Rainforests of the world
The weather in a rainforest is hot all the year round — usually between 20 degrees Celsius and 28 degrees Celsius every day. The weather is always wet, too; most rainforests have more than 200 mm of rain in a month. In Belem, in Brazil, it rains on about 243 days each year. And the rain is heavy! On a rainy day in a rainforest 20 mm of rain can fall. (On a rainy day in London, about 5 mm of rain falls.
The Amazon rainforest is about a hundred million years old, and has more species of animals and plants than any other place on Earth. People have now cut down much of this rainforest to plant coffee and sugar. Angel Falls in Venezuela, the highest waterfall in the world (979 metres), is in one part of this Latin American forest.

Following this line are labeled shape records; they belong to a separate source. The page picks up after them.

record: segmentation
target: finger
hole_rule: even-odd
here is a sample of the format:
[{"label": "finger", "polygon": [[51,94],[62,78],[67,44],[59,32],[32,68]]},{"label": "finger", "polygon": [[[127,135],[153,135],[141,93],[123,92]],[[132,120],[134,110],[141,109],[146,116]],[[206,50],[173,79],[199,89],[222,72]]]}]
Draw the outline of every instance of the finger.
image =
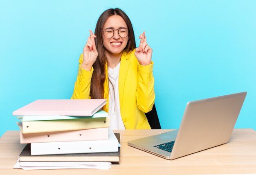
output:
[{"label": "finger", "polygon": [[139,53],[141,50],[141,47],[137,47],[135,49],[135,54],[137,54]]},{"label": "finger", "polygon": [[93,43],[91,39],[91,38],[90,36],[88,38],[88,40],[87,40],[87,42],[86,43],[86,45],[88,47],[90,48],[90,50],[91,50],[92,49],[92,45],[93,45]]},{"label": "finger", "polygon": [[148,45],[146,45],[146,47],[145,47],[145,52],[146,54],[148,53],[148,50],[149,46]]},{"label": "finger", "polygon": [[94,36],[95,35],[93,34],[93,33],[92,33],[92,31],[91,30],[90,30],[90,37],[91,38],[91,40],[92,42],[93,43],[94,43],[95,40],[94,40]]},{"label": "finger", "polygon": [[95,43],[92,45],[92,51],[95,53],[98,53],[98,51],[97,51],[97,49],[96,49],[96,45]]},{"label": "finger", "polygon": [[142,45],[141,46],[141,48],[142,49],[142,52],[144,53],[145,52],[145,48],[148,45],[148,44],[144,41],[142,43]]},{"label": "finger", "polygon": [[[143,43],[144,42],[144,39],[145,38],[145,31],[143,31],[142,34],[141,34],[141,37],[140,38],[140,43]],[[140,37],[141,36],[140,36]]]}]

There are different kinds of rainforest. Some are high in the mountains and others are near the sea. Mangrove swamps grow by the sea, often at the mouths of great rivers.
Before 1950, Indonesia had twice as much rainforest as it has today. Indonesia sells most of the wood from its forests to japan and other rich countries. The Rajah Brooke’s birdwing butterfly lives in these forests. It is one of the world’s largest butterflies.

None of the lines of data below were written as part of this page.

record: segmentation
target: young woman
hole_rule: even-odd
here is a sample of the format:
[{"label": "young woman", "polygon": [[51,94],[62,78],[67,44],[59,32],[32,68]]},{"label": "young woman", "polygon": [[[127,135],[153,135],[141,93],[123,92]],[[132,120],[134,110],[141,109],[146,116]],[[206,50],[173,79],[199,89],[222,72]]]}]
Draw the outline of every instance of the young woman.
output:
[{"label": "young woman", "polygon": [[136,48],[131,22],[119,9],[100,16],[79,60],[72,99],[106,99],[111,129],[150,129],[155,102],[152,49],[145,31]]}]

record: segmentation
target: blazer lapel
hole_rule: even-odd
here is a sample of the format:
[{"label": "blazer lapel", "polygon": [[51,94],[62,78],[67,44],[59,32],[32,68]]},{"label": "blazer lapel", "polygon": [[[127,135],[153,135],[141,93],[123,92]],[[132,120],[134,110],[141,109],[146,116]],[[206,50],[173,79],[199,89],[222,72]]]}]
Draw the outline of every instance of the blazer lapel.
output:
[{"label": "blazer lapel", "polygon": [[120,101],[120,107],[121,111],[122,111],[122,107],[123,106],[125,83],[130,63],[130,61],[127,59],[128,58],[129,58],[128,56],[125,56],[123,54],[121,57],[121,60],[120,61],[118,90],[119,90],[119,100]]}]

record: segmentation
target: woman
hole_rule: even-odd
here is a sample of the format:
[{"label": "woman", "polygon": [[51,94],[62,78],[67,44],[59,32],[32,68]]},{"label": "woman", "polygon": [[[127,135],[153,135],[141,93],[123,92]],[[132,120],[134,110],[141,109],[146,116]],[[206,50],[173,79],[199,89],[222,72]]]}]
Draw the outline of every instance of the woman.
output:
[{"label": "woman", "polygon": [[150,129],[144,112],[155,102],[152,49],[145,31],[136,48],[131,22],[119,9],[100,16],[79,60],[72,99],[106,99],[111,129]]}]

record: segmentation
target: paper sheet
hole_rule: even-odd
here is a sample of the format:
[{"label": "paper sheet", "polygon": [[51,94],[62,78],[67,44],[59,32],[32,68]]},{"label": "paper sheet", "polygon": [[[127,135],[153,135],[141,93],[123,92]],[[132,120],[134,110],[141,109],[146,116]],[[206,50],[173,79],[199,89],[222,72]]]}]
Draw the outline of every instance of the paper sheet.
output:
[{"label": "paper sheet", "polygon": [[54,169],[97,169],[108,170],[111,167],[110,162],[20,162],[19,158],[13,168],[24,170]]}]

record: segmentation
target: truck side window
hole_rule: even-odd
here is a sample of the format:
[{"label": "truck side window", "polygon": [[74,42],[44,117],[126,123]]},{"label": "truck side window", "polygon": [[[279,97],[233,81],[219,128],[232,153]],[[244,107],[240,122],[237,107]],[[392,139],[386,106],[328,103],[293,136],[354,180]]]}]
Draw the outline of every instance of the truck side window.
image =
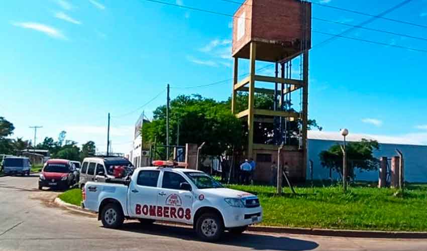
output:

Madagascar has been an island for millions of years, cut off from the rest of the world. Its animals and plants have changed very little in those years — most of them live in no other place. In Adohahela, there are twelve species of lemurs living in 760 square kilometres.

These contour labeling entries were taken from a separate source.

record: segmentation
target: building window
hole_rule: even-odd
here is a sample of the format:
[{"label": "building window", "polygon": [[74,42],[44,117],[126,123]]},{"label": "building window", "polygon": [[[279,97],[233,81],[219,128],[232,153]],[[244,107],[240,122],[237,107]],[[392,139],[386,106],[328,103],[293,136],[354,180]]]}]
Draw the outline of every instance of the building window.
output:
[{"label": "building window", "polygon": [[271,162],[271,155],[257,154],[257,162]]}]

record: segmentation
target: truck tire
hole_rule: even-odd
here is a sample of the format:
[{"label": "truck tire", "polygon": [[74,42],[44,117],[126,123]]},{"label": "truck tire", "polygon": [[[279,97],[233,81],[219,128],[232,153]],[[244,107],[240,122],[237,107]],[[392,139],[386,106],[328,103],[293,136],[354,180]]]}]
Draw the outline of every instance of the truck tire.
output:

The sifaka, a lemur with very long legs, can jump from one tree to another and travel a long way without touching the ground.
The kangaroo is Australia’s most famous animal. In 1988, someone found a new species of kangaroo in the rainforest of Australia. Most kangaroos jump across the land, but the Bennett’s tree kangaroo, which has strong arms and wide feet, lives in trees.
Australia’s forests disappearing fast. How many species of animals are disappearing, too? We shall never know.